In the case of B-1, B-2, H-1B, and many other visas, the alien begins accruing unlawful presence when they overstay the expiration date indicated in their I-94 arrival-departure document. The same date is also written by the CBP officer on the entry stamp in the alien’s passport, when she enters the US using one of those visas. This is the date by which the alien must leave the US or extend/change/adjust her status. However, in the case of F-1 and J-1 visas, the I-94 and the stamp in the passport do not contain a definite deadline by which the alien must leave the US. In such cases, the stamp shows “D/S”, which means duration of status. According to the USCIS’s policy, such individuals who have “D/S” instead of a definitive date in their I-94s, do not begin to accrue unlawful presence unless and until one of the following occurs: (a) she applied for change of status, which got denied; (b) she successfully changed her status to another status (e.g. J-1 to B-2), which had a definitive deadline to depart now expired; (c) the immigration judge ordered her removal.
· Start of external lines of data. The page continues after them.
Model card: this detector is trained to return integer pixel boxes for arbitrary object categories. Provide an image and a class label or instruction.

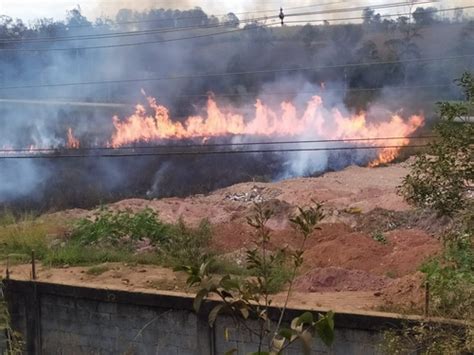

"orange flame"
[109,96,424,166]
[67,128,81,149]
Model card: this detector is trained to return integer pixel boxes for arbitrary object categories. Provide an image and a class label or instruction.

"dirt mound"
[354,208,453,236]
[382,272,425,313]
[295,267,389,292]
[304,230,441,277]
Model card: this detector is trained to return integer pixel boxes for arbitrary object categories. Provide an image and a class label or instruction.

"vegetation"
[86,265,110,276]
[0,209,211,266]
[178,204,334,355]
[372,231,387,244]
[400,73,474,216]
[0,4,474,213]
[0,284,24,355]
[384,73,474,354]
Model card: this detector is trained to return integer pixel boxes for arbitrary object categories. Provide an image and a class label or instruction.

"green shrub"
[71,209,170,245]
[372,231,387,244]
[86,265,110,276]
[399,73,474,216]
[161,219,212,267]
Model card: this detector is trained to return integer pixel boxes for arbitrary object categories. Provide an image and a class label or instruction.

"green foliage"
[422,210,474,321]
[66,209,211,266]
[86,265,110,276]
[400,73,474,216]
[0,284,25,355]
[372,231,387,244]
[71,209,169,245]
[0,209,212,266]
[162,219,212,267]
[177,204,334,354]
[0,209,16,227]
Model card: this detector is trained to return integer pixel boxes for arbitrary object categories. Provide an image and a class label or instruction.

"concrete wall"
[2,280,418,355]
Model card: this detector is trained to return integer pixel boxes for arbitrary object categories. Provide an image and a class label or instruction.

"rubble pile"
[224,186,265,203]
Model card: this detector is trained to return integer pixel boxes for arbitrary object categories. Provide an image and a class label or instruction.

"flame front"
[110,96,424,166]
[67,128,81,149]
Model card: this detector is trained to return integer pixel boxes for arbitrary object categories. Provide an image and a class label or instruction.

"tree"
[222,12,240,27]
[412,7,438,26]
[178,203,334,355]
[400,72,474,216]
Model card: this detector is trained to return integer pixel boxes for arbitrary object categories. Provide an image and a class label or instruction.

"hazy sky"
[0,0,473,21]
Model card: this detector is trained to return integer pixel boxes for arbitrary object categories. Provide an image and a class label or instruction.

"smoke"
[0,0,465,207]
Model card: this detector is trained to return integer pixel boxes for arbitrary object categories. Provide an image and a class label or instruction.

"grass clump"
[61,209,211,266]
[71,209,170,245]
[86,265,110,276]
[372,231,388,244]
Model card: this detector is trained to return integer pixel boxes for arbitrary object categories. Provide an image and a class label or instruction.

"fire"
[67,128,81,149]
[109,96,424,166]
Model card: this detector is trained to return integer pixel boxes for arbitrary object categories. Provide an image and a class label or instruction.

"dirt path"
[1,263,382,312]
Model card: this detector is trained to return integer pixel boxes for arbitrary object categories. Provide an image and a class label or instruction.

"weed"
[372,231,387,244]
[71,209,169,246]
[160,219,212,267]
[86,265,110,276]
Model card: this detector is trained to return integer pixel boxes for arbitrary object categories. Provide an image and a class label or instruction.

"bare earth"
[8,164,441,311]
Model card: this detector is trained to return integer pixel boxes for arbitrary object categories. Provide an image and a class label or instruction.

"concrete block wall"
[6,280,436,355]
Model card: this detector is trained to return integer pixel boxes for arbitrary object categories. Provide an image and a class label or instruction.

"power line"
[0,144,429,160]
[0,84,456,108]
[285,6,474,25]
[0,54,474,90]
[0,1,436,52]
[0,1,345,43]
[0,135,437,153]
[0,1,462,44]
[40,0,347,28]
In all other circumstances, she continues to remain lawfully present in the US despite her previous status violations or overstay of her F-1 or J-1 visa.

As such, an individual who overstays an F-1 or J-1 status, does not automatically begin to accrue unlawful presence for the purposes of 3-year or 10-year ban under INA 212(a)(9)(B) and (C).

[1] Note that in the case of pending asylum, if the applicant works before obtaining the work permit, the applicant begins accruing unlawful presence.

[2] INA 212(a)(9)(C)

[3] The ban applies to all forms of immigration, including non-immigrant and immigrant visas and marriage-based green-card process through US consulates.

[4] Except in the case of an advance parole. See Matter of Arrabally, 25 I&N Dec. 771 (BIA 2012).